Your mum is trying to emotionally blackmail you into not transitioning. That's because as far as she's concerned, she gave birth to a daughter and that's what she expects you to be. Some parents are like that, sadly. She's desperately searching for anything that might support her position. There are several 'sex change regret' websites out there, but almost all of the stories on them are either spurious, or cases where people were not properly diagnosed before transitioning. Those cases are extremely rare, but they have really happened... which is why we have so many safeguards in place today.
Most of the cases of post-surgical suicide are not due to regretting surgery, or regretting transitioning... they're because society continues to treat trans people (particularly trans women) like we're sub-human, and some people's results don't enable them to blend into society in such a way that other people treat them like ordinary human beings again. Some people can't cope with society's continued rejection, hence those suicides. I'd recommend that for every link she sends you of 'trans regret' stories, you send her 5 links of stories of people whose lives have improved beyond measure by transitioning. Bombard her with positive stories every time she sends you a negative one. Eventually she'll give up.
I can only speak for myself, but I can tell you that transitioning has been the greatest gift I've ever given myself, and I have zero regrets about top surgery.

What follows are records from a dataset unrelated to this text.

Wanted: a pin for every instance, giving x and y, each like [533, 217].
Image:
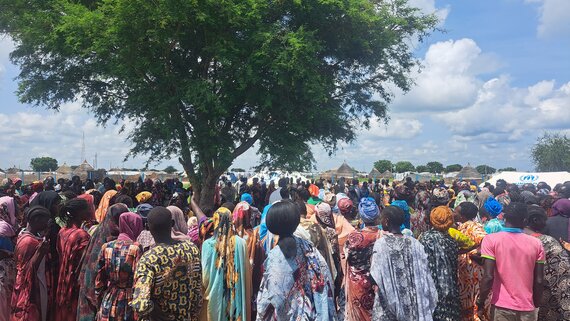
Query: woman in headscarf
[296, 284]
[470, 271]
[226, 273]
[494, 208]
[7, 264]
[116, 269]
[555, 303]
[326, 220]
[399, 267]
[442, 252]
[30, 297]
[254, 251]
[558, 225]
[358, 249]
[104, 205]
[105, 232]
[52, 201]
[418, 220]
[180, 227]
[72, 241]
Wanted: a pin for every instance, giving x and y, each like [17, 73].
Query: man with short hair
[514, 266]
[168, 277]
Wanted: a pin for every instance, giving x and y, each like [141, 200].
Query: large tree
[383, 165]
[206, 80]
[43, 164]
[551, 153]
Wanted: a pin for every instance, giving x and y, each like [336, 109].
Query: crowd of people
[76, 250]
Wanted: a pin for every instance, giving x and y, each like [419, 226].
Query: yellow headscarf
[441, 218]
[143, 197]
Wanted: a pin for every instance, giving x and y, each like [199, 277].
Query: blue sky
[495, 80]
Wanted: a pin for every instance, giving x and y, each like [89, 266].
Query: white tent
[520, 178]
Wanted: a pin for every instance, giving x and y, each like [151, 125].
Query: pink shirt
[516, 255]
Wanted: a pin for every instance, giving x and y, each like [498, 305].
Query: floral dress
[442, 252]
[114, 280]
[470, 273]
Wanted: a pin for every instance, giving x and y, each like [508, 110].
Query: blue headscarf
[246, 197]
[493, 207]
[404, 206]
[368, 210]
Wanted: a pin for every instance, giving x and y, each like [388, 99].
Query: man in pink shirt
[514, 265]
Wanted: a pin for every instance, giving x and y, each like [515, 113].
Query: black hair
[468, 210]
[536, 218]
[392, 216]
[71, 208]
[303, 194]
[516, 214]
[125, 199]
[282, 219]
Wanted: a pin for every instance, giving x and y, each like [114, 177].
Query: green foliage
[206, 80]
[508, 169]
[422, 168]
[435, 167]
[384, 165]
[404, 166]
[485, 169]
[170, 169]
[43, 164]
[453, 168]
[551, 153]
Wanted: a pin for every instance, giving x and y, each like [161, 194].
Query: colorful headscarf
[130, 226]
[441, 218]
[324, 215]
[493, 207]
[440, 196]
[180, 225]
[368, 210]
[104, 205]
[143, 197]
[314, 190]
[246, 197]
[561, 208]
[242, 217]
[345, 206]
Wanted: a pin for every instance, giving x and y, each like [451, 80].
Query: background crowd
[357, 251]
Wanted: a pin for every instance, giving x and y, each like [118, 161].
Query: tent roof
[468, 172]
[374, 173]
[345, 170]
[64, 169]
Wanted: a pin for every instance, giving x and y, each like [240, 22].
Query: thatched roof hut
[468, 173]
[83, 170]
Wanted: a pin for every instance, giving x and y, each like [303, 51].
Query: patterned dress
[470, 273]
[555, 304]
[299, 288]
[406, 290]
[442, 252]
[71, 244]
[359, 284]
[168, 277]
[114, 280]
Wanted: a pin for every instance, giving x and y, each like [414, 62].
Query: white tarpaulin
[519, 178]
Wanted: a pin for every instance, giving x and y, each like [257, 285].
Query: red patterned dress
[359, 283]
[71, 243]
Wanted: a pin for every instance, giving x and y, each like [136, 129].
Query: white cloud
[554, 18]
[448, 79]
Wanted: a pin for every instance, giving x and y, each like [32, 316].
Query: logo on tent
[528, 178]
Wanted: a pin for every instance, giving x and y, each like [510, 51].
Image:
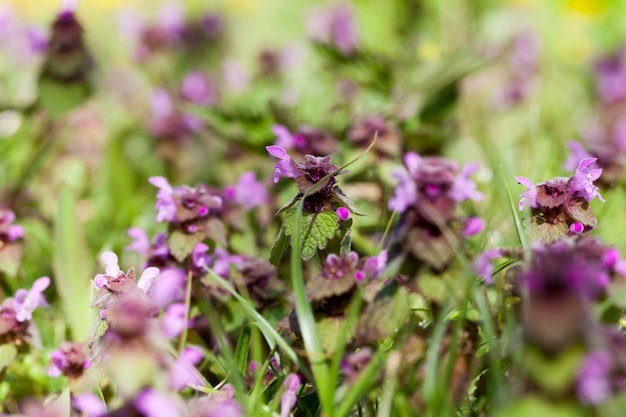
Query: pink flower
[25, 302]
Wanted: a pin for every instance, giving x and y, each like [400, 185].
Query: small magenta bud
[343, 214]
[577, 228]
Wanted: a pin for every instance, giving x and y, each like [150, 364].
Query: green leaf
[71, 267]
[278, 248]
[328, 328]
[181, 244]
[383, 317]
[344, 201]
[554, 374]
[8, 352]
[57, 99]
[535, 406]
[547, 232]
[315, 230]
[242, 350]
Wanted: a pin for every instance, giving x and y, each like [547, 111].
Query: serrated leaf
[344, 201]
[278, 248]
[580, 211]
[315, 229]
[181, 244]
[546, 232]
[8, 352]
[328, 328]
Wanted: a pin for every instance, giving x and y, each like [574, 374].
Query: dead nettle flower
[68, 60]
[327, 196]
[306, 140]
[115, 283]
[167, 121]
[334, 26]
[185, 207]
[338, 277]
[288, 399]
[16, 312]
[69, 360]
[560, 206]
[561, 280]
[170, 287]
[427, 196]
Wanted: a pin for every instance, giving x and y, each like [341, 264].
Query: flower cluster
[561, 205]
[427, 196]
[16, 312]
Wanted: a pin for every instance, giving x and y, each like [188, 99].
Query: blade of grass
[324, 381]
[268, 330]
[514, 212]
[71, 272]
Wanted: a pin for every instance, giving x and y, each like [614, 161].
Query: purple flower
[528, 197]
[9, 232]
[373, 266]
[285, 167]
[25, 302]
[343, 214]
[248, 191]
[89, 405]
[288, 399]
[576, 228]
[184, 372]
[165, 205]
[582, 181]
[199, 257]
[473, 226]
[152, 403]
[594, 385]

If you feel anything like I did about my chesticles (abject horror & disgust comes to mind), then you'll probably find top surgery incredibly life-affirming and liberating. Ask your brother what he'd do if he suddenly developed a set of DDs. When he stops s->-bleeped-<-ing, point out how it would feel to walk down the street: how people would treat him; how other guys would make lewd suggestions to him - just for walking down the street with a massive rack on his chest. Wouldn't he feel horrendous about it? Wouldn't he want to get rid of those things so he could just feel 'normal' and so his clothes could hang right? Of course he would - so he's talking out of his backside when he says it wouldn't fix anything.
I don't know where you are in the world but as Dena said, if you're considered an adult in your country - or are above the age of medical consent (which is 16 here in the UK) - then your mother cannot stop you from having any medical treatment you desire. But of course, your family dynamic may complicate things. It sounds like your mother wields a lot of power in the home, which is why she's piling on the pressure to keep things just the way she likes them. That's an incredibly selfish position by the way: what could be more selfish than asking someone else to live a life of misery just so you can be comfortable in how you view them?
As you've already scheduled your top surgery, I presume you've already seen a gender therapist and have a diagnosis of gender dysphoria. Have you considered taking your mother to an appointment with the therapist so they can start explaining things to her? Have you considered asking your mother to speak to other trans people, either in a local support group or online (such as the SO forum here) so she can start to understand? It would help if she could get some positive stories, because she needs to start accepting her reality. She gave birth to a trans son, not a daughter... and that fact will not go away just because she'd rather that were not the case. The sooner she comes to terms with this fact, the easier it'll be for everyone involved, including her.
The obstacles she's trying to put in your way are not effective, but her behaviour will cause a lot of unnecessary pain & trauma for your family. Especially for you.